Water is one of the most important companions during a marathon. Calculating how much of it you need can be a challenge when you have to consider multiple factors like weather, sweat rate and rate of exertion. But maybe sometimes we forget the simplest factor – that it can be as simple as drinking when you are thirsty, writes Nandini Reddy.
Researchers around the world have spent hours determining how much water should be consumed based on a number of scientific factors and have always disregarded thirst as a factor. But many regular runners and sports physicians still swear that it is the thirst that should drive a runners’ water intake during a marathon. So regular runners now go with the rather simplistic philosophy for staying hydrated – dry mouth.
Understanding Hydration needs
Before we go on to simplify water intake let us consider what really happens to runners when they run without drinking any water. If a runner were to finish a marathon without taking a sip of water and running at his fastest pace (approximately 3min/km), it is likely he would be the winner and would have lost about 3 – 4 kilograms in weight from the water loss. But most race winners don’t win because they don’t drink any water but because they know how to space their water sips as their mouth dries up. They don’t go through litres of water to quench their thirst but take small sips through the duration of the race. You might notice that most don’t go through more than 1 – 1.5 litres. If you are wondering about dehydration then you need to remember that it doesn’t because the body is consistently getting small quantities of water.
An average recreational runner we see every day will always carry a bottle irrespective of the distance they are running. But a study published in the Journal of the International Society of Sports Nutrition in 2016, that studied the water consumption habits of Ethiopian runners noted that only modest amounts of fluids were consumed post the run and never before or during. The re-hydration process of the fluid lost during running should be done through the day and not at a single time when we gulp down water just after a race.
Don’t Drink Drink Drink
There is a school of thought that typically asks runners to drink as much water as they sweat out. But in reality the more water you drink you might be spending time running to the portable toilets than actually helping your body. Excess water can also cause sodium in your body to be heavily diluted resulting in a condition that has been seen in races of runners, known as Hyponatraemia. Marathons across the world have hardly reported deaths or illness due to thirst but there have been several cases of Hyponatraemia. Isotonic sports drinks also should be consumed with the same philosophy as water. Isotonic drinks over-consumption can also result in Hyponatraemia because the sodium they replenish will not help attenuate the drop in sodium levels due to dilution.

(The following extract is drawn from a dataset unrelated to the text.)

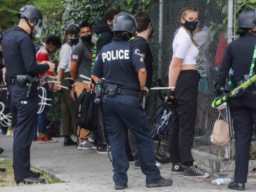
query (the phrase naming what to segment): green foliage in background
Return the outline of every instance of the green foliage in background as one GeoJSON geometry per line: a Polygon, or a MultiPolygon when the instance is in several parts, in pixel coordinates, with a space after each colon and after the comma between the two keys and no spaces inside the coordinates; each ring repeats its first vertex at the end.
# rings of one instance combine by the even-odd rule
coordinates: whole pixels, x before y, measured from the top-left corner
{"type": "MultiPolygon", "coordinates": [[[[42,37],[34,39],[36,46],[41,44],[50,35],[58,35],[63,38],[66,27],[69,24],[79,24],[87,20],[93,26],[96,21],[102,19],[109,9],[117,9],[134,14],[146,11],[150,0],[0,0],[0,28],[4,30],[18,22],[17,14],[22,6],[30,4],[42,12],[44,27],[42,37]]],[[[52,62],[58,62],[59,50],[51,55],[52,62]]],[[[59,92],[54,94],[53,105],[48,114],[48,119],[59,122],[61,117],[59,92]]]]}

There is also an argument that depending on the weather dehydration can set in faster in certain places if fluids are not consumed. While temperature and humidity have a good role to play in how fast and how much we sweat, it should also be noted that water needs to be consumed but in minimal quantities, because the symptoms of dehydration and Hyponatraemia are quite similar and one might end up confusing them. In both cases, you will experience disorientation, fatigue, nausea and headaches. In that case, you should consider quitting your run instead of chugging down water because you just might make a simple condition worse.
Remember that hydration the right way is more important than meeting water capacity targets.